Omg, so sorry bro. I have absolutely no idea what I would do if my mom died. I will pray for you, hang in there. :hug


----------



## Cletis (Oct 10, 2011)

Kevin001 said:


> Omg, so sorry bro. I have absolutely no idea what I would do if my mom died. I will pray for you, hang in there. :hug


Thanks for all the support in this thread. I'm going to need my SAS buddies in the days ahead.


----------



## JustALonelyHeart (Nov 20, 2015)

I'm very sorry for your loss.Losing my father this year and with mom trying to commit suicide two weeks ago(not because of my father's passing, she has no idea he's gone, long story) I know how painful it is.Just know she always loved you and will watch over you from wherever she may be.


----------



## Smallfry (Oct 11, 2004)

I'm so sorry to hear that you lost your mum recently, my thoughts are with you at this sad time


----------



## Grog (Sep 13, 2013)

😢


----------



## SilentRobot (Jun 30, 2015)

I am profoundly sorry to hear such tragic news. My thoughts go out to your loved ones and yourself.


----------



## tehuti88 (Jun 19, 2005)

:hug


----------



## Cletis (Oct 10, 2011)

Thanks, guys. It's a rough time but I'll get through it. She was so tough and such a fighter through all her difficulties so I should honor her by trying to do the same.


----------



## gumballhead (Jun 8, 2011)

I am so sorry to hear that. I'm an only child too, and I don't know what I will do without my Mom when that time comes.


----------



## TuxedoChief (Jan 11, 2015)

Been through that before, It's a terrible time.

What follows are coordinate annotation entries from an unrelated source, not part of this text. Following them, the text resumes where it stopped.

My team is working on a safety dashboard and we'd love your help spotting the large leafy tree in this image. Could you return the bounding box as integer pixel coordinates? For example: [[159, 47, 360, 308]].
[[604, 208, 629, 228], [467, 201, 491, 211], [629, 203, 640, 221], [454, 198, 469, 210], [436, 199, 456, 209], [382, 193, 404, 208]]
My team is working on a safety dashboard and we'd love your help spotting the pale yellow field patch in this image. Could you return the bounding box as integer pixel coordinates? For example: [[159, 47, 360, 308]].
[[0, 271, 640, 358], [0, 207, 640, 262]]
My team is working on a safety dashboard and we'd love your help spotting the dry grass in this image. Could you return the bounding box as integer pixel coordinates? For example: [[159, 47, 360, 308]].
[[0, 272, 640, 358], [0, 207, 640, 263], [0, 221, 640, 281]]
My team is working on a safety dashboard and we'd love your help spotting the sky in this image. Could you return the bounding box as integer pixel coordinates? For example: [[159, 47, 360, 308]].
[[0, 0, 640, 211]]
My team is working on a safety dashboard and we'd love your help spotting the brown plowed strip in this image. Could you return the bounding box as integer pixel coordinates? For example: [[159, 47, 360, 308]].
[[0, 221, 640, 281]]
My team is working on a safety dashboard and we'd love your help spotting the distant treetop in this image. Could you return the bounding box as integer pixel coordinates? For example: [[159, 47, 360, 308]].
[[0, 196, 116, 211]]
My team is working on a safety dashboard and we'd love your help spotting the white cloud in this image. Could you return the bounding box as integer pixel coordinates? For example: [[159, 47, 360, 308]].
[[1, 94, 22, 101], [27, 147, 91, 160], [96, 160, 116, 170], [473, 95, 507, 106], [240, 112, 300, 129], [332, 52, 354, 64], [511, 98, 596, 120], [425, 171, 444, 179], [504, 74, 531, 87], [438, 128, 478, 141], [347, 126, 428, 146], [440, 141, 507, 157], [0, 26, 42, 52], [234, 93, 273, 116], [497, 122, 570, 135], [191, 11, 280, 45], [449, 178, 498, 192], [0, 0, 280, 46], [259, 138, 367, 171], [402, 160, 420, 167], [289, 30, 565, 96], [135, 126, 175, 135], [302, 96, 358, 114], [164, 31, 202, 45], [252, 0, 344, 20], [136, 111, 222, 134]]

Keep up that attitude. :smile2:


----------



## Just Lurking (Feb 8, 2007)

Sorry to hear this -- that's awful.



Cletis said:


> She was so tough and such a fighter through all her difficulties so I should honor her by trying to do the same.


Wish you the best with this.
Take care.


----------



## Pompeii (Aug 25, 2013)

So very sorry for your loss, Cletis. I'm here if you ever need to talk. :squeeze


----------



## harrison (Apr 14, 2012)

Very sorry to hear it Cletis - and you're right, Mum's are special.


----------



## SA go0n (Mar 5, 2014)

Sorry for your loss. My mom passed about a year ago. You're not alone.


----------



## HannahG (Aug 31, 2010)

I'm so sorry to hear that.


----------



## Cletis (Oct 10, 2011)

SA go0n said:


> My mom passed about a year ago. You're not alone.


How are you dealing with that?


----------



## SA go0n (Mar 5, 2014)

Cletis said:


> How are you dealing with that?


Okay I guess. Days like Easter, Mothers Day, her birthday were harder than others. Christmas last year was the last time I saw her, so that might be a bit somber. There's no playbook for something like this, you just live your life.


----------